In France, in a French company (Thomson CSF) active in the military segment and being able to spend which was at that time a fortune ($25M) to develop a supercomputer from scratch, and when I say from scratch, that mean that we had to invent almost everything, except the ASIC design methodology and the EDA tools, both being provided by VLSI Technology Inc. To be honest, we have been very lucky that a French solution (like Matra Harris Semiconductor or Thomson Composant Speciaux) had not be chosen, which could have happened for obscure political reasons. We had in our hands which were considered as the Rolls Royce for ASIC designers in 1987: all the design team was equipped with SUN workstation, and the design tool set from VLSI was really user friendly… except it was missing a synthesis tool, but none of us knew Synopsys, this obscure start-up, so we were pretty happy to start. Just for your information, I will describe what was the type of work done by a two engineer team during a 18 month period.

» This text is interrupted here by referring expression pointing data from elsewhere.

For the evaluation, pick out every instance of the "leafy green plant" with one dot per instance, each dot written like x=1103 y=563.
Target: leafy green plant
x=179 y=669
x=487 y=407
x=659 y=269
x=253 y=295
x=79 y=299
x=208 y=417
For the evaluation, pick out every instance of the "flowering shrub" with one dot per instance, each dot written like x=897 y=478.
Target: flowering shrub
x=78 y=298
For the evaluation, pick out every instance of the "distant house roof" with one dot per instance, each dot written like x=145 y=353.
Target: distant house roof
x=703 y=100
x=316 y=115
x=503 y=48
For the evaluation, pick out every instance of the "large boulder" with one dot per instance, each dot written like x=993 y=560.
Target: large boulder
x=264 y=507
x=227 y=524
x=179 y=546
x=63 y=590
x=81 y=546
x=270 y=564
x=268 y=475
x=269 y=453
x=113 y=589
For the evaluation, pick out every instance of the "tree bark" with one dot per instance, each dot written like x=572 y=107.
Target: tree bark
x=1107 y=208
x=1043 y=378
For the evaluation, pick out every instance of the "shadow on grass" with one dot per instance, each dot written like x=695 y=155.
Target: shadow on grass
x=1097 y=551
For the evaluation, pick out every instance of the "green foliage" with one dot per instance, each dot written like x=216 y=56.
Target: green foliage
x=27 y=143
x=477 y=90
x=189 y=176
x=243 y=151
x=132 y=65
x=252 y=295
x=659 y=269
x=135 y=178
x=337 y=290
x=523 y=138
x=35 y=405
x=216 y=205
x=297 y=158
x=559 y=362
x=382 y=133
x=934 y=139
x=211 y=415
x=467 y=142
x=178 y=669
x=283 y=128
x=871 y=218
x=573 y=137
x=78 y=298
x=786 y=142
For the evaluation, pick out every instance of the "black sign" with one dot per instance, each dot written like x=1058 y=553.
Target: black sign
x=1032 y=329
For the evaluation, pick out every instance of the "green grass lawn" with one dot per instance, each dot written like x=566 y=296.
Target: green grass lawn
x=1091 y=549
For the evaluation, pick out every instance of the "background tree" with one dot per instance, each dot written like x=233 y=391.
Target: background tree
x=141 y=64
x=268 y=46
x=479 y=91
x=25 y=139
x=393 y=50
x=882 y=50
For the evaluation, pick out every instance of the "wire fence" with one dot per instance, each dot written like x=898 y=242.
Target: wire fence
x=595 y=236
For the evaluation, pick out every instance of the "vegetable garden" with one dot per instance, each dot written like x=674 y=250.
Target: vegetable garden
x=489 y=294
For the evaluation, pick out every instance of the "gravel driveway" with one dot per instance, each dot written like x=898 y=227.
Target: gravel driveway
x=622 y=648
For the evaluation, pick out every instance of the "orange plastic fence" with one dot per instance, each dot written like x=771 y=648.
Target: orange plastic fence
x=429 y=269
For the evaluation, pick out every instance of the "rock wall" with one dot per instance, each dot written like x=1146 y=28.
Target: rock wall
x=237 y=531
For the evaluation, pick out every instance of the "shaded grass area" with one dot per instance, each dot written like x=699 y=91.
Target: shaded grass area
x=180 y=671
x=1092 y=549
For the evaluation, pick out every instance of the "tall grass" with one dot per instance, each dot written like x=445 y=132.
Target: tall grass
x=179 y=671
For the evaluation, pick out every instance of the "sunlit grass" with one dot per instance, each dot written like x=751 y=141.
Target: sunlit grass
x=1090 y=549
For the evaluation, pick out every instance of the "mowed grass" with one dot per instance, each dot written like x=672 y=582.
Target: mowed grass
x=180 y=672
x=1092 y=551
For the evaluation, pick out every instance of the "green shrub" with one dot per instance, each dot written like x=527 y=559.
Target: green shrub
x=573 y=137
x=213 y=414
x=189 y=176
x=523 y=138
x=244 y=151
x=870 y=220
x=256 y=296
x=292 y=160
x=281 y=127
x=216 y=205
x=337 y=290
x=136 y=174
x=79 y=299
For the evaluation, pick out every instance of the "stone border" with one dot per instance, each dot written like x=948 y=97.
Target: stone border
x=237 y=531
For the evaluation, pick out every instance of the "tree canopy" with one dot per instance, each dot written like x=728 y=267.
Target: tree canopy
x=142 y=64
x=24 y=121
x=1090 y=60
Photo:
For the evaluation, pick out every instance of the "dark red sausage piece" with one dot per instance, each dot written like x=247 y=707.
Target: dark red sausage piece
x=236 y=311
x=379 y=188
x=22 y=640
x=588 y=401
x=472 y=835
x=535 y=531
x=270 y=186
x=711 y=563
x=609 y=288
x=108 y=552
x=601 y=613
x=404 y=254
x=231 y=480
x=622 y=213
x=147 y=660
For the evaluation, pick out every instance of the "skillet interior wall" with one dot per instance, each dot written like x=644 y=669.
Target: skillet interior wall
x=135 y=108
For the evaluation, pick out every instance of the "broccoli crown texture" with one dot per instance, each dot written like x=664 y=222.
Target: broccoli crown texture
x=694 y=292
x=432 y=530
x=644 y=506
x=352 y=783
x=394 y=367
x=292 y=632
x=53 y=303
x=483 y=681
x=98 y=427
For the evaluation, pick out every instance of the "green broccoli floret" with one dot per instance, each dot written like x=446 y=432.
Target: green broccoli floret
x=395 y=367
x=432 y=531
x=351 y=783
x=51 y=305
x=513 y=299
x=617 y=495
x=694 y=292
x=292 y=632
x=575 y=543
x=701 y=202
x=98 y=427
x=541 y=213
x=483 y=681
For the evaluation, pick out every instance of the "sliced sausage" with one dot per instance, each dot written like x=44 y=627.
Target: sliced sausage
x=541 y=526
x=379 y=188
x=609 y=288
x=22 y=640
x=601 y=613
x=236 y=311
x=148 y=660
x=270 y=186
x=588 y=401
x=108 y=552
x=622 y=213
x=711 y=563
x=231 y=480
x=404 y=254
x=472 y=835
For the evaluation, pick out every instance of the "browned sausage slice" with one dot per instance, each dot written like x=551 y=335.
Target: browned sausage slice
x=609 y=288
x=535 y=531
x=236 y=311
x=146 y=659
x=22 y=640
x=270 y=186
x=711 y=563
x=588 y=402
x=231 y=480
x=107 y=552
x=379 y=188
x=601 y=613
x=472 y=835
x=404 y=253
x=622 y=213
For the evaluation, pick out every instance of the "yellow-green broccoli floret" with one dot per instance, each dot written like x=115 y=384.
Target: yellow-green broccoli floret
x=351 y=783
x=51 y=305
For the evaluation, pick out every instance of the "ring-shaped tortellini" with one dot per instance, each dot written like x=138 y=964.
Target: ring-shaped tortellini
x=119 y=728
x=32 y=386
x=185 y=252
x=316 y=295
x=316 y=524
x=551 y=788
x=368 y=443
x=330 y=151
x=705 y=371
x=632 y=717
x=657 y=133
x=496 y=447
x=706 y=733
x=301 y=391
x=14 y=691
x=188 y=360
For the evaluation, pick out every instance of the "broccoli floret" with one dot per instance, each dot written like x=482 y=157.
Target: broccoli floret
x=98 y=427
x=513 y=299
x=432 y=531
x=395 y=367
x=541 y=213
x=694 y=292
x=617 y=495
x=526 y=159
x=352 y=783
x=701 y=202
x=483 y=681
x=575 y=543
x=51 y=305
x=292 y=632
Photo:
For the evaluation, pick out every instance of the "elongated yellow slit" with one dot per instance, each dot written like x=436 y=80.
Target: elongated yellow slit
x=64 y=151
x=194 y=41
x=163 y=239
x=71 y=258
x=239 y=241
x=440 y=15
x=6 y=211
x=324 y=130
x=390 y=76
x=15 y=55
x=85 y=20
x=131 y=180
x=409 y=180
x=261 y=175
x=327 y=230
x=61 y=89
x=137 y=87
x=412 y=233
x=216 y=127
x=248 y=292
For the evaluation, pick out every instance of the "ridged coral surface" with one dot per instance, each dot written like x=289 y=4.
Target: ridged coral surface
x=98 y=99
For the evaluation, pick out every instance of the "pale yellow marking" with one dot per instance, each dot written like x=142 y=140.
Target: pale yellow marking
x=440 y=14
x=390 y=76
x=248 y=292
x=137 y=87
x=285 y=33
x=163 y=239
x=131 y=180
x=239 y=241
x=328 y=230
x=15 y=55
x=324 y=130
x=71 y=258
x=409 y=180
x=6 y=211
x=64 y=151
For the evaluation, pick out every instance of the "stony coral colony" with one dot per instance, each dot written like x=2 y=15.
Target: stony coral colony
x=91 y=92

Just a word about the project itself. The supercomputer chief architect was a talented University Professor, talented but this was his first contact with the industrial world. He had defined the machine architecture, based on three main areas: the CPU boards (based on off-the-shelf CPU chips, Weitek Abacus), the FIFO based interconnects network and the memory area, as well as six different ASIC devices. It was a “superscalar” architecture. The task I was assigned with Eric was to design all the function which will be reused by the different ASIC designs: the FIFO, the Test functions and the Clock distribution inside the chips.
The first one was the easier, as we had to define the specification of a FIFO compiler, the compiler itself being a full custom design, at transistor level, would be subcontracted by VLSI Technology. We just took a pen and a paper and defined the memory point, transistor by transistor, and the FIFO behavior… in written. No simulations (SPICE was not part of our EDA package), just discussion with Michel Gigluielmetti, our interface at VLSI. VLSI was in charge of the compiler design and model generation, as we had to be able starting to design and integrate FIFO far away before seeing any working Silicon. When I look back, it was pretty risky, isn’t it?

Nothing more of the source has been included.